Modeling Beyond a Static Linear Relationship

In tactical asset allocation (TAA) (see Why Institutional Investors Should Consider Tactical Asset Allocation), the relationship between asset prices and underlying factors is often complicated and far from a simple linear dependency. ISG has been a pioneer in what we refer to as regime-driven tactical investing (see State Street Global Advisors Market Regime Indicator: Q422), which is based on assessing a market environment’s “regime,” or level of risk aversion. The ISG team combines the regime indicator models with machine learning techniques such as hidden Markov models (HMMs) to evaluate the relative attractiveness of various assets and forecast total returns.

The ISG team employed HMMs first in 2004 as part of their process to forecast commodities prices, and later in 2010 to tactically allocate between emerging and developed equity markets. HMM remains a technique the ISG team employs, when appropriate. In 2022, they developed a new model for predicting credit spreads5 that employs an HMM. The ISG team plans to deploy it as part of their TAA strategy in 2023.

The ISG team has also been using dynamic linear modeling for situations in which the time variation of asset price to factor relationship is material, but gradual. Such machine learning techniques as the Kalman Filter have also been utilized by the ISG team since 2014 in application to fixed income sector rotation problems and in their hedge fund replication strategies. Finally, in 2022, the ISG team investigated if a decision-tree-based approach is superior to a simple linear model when using macro data changes as factors for tactical equity positioning; early results look promising.

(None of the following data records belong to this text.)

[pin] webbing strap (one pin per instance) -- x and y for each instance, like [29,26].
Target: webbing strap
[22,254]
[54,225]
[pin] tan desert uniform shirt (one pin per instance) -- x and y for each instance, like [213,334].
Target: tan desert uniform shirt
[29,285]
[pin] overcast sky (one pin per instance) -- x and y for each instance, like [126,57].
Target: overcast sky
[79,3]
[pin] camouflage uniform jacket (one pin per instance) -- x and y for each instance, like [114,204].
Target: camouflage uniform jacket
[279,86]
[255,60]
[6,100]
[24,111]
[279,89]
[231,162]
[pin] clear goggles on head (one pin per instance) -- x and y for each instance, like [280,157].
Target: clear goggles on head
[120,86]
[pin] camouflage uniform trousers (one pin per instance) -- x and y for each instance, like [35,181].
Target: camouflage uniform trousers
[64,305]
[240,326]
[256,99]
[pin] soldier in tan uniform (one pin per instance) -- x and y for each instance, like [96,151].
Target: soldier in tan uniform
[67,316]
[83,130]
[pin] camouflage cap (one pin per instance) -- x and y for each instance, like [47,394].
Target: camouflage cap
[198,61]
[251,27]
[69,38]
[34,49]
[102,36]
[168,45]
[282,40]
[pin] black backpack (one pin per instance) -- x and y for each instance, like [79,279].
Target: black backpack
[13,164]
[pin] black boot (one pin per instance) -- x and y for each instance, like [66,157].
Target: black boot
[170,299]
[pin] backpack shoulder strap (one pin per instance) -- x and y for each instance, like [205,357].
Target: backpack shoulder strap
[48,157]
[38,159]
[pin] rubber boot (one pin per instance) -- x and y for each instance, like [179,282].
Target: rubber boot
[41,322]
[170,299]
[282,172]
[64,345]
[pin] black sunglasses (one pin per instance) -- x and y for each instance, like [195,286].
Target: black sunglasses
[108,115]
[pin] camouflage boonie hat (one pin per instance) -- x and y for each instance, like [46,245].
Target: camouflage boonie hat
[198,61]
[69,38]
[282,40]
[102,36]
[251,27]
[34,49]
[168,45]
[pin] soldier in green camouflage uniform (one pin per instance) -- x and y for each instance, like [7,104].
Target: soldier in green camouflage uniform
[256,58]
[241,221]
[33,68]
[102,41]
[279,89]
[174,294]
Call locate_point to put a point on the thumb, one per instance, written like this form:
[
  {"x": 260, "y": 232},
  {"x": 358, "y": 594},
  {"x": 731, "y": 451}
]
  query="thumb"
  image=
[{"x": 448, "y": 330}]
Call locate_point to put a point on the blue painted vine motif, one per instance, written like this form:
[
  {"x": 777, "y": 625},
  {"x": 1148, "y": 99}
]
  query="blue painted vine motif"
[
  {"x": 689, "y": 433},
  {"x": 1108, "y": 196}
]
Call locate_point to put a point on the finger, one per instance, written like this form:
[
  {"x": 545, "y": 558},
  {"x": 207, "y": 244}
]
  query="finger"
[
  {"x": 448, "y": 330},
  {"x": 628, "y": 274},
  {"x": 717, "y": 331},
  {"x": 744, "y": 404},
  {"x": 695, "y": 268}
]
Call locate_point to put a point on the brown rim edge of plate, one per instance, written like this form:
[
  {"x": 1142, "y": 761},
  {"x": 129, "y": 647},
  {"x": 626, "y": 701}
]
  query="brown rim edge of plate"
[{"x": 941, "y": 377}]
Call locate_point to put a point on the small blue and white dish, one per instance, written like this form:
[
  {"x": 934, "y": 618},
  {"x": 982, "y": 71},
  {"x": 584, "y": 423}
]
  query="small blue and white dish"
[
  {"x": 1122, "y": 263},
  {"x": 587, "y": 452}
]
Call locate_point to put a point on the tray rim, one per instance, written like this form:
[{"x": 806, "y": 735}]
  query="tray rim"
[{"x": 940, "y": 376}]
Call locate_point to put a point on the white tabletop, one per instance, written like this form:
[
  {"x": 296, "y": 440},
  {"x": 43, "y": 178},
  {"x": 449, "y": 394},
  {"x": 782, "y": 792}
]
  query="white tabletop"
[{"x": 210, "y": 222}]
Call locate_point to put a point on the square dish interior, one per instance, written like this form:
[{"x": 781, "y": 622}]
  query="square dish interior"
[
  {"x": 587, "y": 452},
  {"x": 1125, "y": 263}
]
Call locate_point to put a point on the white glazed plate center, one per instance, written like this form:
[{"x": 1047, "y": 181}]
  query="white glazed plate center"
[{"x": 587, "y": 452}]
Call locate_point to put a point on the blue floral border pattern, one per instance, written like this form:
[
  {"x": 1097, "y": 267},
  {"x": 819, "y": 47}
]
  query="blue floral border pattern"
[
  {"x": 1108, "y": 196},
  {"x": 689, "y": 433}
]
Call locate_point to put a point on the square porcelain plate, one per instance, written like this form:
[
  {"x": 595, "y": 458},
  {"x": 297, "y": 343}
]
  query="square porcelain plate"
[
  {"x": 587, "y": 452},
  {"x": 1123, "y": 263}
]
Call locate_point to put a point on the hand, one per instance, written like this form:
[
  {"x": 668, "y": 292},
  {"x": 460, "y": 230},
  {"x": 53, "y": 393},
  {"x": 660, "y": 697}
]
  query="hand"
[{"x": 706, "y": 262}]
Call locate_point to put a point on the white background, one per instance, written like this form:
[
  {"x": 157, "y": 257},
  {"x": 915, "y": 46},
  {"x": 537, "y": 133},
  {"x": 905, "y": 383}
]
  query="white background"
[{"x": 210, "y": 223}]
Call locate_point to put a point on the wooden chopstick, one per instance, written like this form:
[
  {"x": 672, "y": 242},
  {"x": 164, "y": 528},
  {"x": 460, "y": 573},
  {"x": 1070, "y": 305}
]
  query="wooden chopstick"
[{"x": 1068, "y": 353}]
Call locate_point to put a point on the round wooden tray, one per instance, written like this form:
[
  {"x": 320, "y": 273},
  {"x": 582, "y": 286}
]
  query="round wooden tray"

The Systematic Equity team has developed an XGBoost-based method to forecast company fundamentals such as earnings and cash flows, crucial inputs for equity investors in determining the expected return of a company stock. The machine learning method, which allows the modeling of complex relationships among the trailing firm fundamentals, fast-moving market variables, analyst estimates, and macro indicators, proved its clear advantage in terms of accuracy over the plain sell-side analyst estimates across multiple regions. While the method has not been implemented in live portfolios, as overlapping information was already present in other parts of the model, machine-learned company fundamentals can serve as useful inputs in other contexts, providing in-house estimates with better coverage and fewer biases than conventional analyst estimates.

Reducing Estimation Noise

The relatively long time horizon of tactical investing, combined with the relatively small number of available degrees of freedom, makes reducing estimation noise a key focus of our efforts. The ISG and FICC teams made early attempts in employing such machine learning techniques as regularized regressions (such as LASSO, probit, or others) more than a decade ago. More recently, those teams introduced additional techniques, some of which they developed internally. In 2019, the ISG team incorporated random correlation matrix cleaning into our portfolio construction process. In 2020, they suggested an adaptive enhancement to a classical risk parity strategy6 that can be viewed as a machine learning approach. In 2021, they conceptualized on how to incorporate fuzzy mathematics — a well-known AI technique — into portfolio optimization as an antidote to the estimation noise7. Currently (March 2023), the ISG team is working on a risk model that uses PAM clustering as a way to intelligently reduce the complexity of the emerging market bond universe.

Conclusion

Much ink has been spilled about AI and its applications across multiple categories. For financial systems, AI can be useful in offering insights from sources that are infrequently tapped, modeling asset prices and factors with nonlinear relationships, or reducing estimation noise, among other uses. What’s important, however, is understanding the contexts in which machine learning outcomes are the most helpful and reliable. In our view, machine learning is best when combined with the knowledge of strong investment teams that can control the structures, contexts, and training and determine the questions that AI will address. When used thoughtfully, AI can be a powerful investment tool to unlock complex, previously untapped information from a wide range of variables.